Project ideas from Hacker News discussions.

After 7 years in production, Scarf has reluctantly moved away from Haskell

📝 Discussion Summary (Click to expand)

3 Dominant Themes in the Discussion

Theme Supporting Quote
1️⃣ Compilation speed is a deal‑breaker for LLM‑driven development “The number of compiler runs doesn't matter as much as the total elapsed time it takes to finish the task. In just about every test we ran, LLMs are faster at building in Python than Haskell.” — aviaviavi
2️⃣ LLMs perform better with constrained (less expressive) type systems “I've found LLMs to be best with more constrained type systems: they are better at ocaml than they are at typescript.” — giraffe_lady
3️⃣ Practically, teams are moving to simpler, faster languages (e.g., Python) even at the cost of strong typing “I am increasingly wondering if we are in a post‑language world in terms of development. Why would I ask an agent to write a server in anything other than the most efficient language, although efficiency can take several forms: runtime, token usage during development, and wall‑clock dev time (affected by slow compile times for example).” — matt2000

🚀 Project Ideas

Generating project ideas…

Haskell Incremental Compiler Accelerator

Summary

  • A cloud‑based incremental build service that caches GHC compilation output and only recompiles changed modules, cutting cold‑start times from minutes to seconds for LLM‑driven Haskell development.
  • Enables agents to iterate on Haskell code at near‑interpreted speed while retaining full type‑checking guarantees.

Details

Key Value
Target Audience Haskell developers using LLMs or agentic coding workflows who are blocked by 15‑minute cold compile cycles.
Core Feature Remote incremental compiler that tracks module dependencies, caches object files, and returns type‑checked binaries within seconds.
Tech Stack Haskell (GHC + Halfs), Docker/Kubernetes, Redis for dependency graph caching, GraphQL API, client libraries in Haskell & JavaScript.
Difficulty Medium
Monetization Revenue-ready: Subscription per build‑minute

Notes

  • HN commenters repeatedly cite “15‑minute cold builds” as the primary reason they abandon Haskell for faster languages.
  • A fast‑feedback sandbox would let agents converge on correct code without waiting for full recompiles, directly addressing the pain point.
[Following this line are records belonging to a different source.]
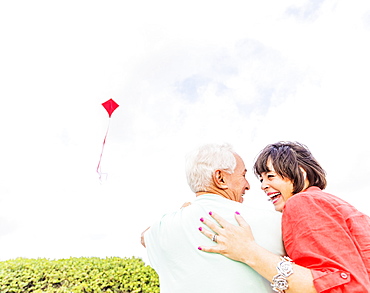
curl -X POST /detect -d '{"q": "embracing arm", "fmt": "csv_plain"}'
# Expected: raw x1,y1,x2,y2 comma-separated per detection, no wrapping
140,227,150,248
199,212,317,293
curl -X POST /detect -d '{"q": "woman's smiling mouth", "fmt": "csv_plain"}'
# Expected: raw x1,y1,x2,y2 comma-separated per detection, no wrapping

Python Type‑Inference & Lint Companion for LLM‑Generated Code

Summary

  • A low‑friction VS Code/Neovim extension that auto‑generates precise type annotations and unifies disparate static‑analysis tools for Python, reducing tool sprawl for LLM‑generated code.
  • Provides a single, trustworthy type‑checking layer that integrates seamlessly with LLM output.

Details

Key Value
Target Audience Python developers who rely on LLMs and currently juggle multiple type‑checking tools (mypy, pyright, ruff, etc.).
Core Feature Auto‑generation of py.typed stubs, contextual type‑inference suggestions, and unified lint feedback displayed in‑IDE.
Tech Stack Python back‑end (mypy + typeshed), fine‑tuned CodeBERT model for type suggestion, Rust‑based CLI, Electron UI.
Difficulty Low-Medium
Monetization Hobby

Notes

  • Users such as mjr00 and kreyenborgi lament needing “2‑3 static analysis tools just for typechecking” and inconsistent error messages.
  • Consolidating the workflow would directly relieve the fragmentation complaints and increase confidence in LLM‑produced Python.

Haskell‑LLM Playground & Documentation Hub

Summary

  • An online REPL and snippet library that hosts vetted, fully‑typed Haskell examples ready for LLM copy‑pasting, with instant type‑checking and documentation.
  • Lowers the barrier to using Haskell with LLMs by providing ready‑made, tested building blocks.

Details

Key Value
Target Audience Researchers and engineers experimenting with LLM‑generated Haskell, especially those evaluating Haskell for production use.
Core Feature Hosted sandboxed REPL, searchable library of copy‑pasteable Haskell snippets with verified type signatures, and CI‑validated documentation pages.
Tech Stack React front‑end, Node.js back‑end, GHCjs for safe execution, GitHub Actions for CI verification of snippets.
Difficulty High
Monetization Revenue-ready: Pay‑per‑usage API credits + enterprise subscription.

Notes

  • Commenters ask why not use a fast‑compiling language; a curated Haskell snippet hub would give them the safety of strong types without the compile‑time penalty.
  • Providing reliable, pre‑checked examples directly addresses the need for trustworthy LLM‑generated Haskell code.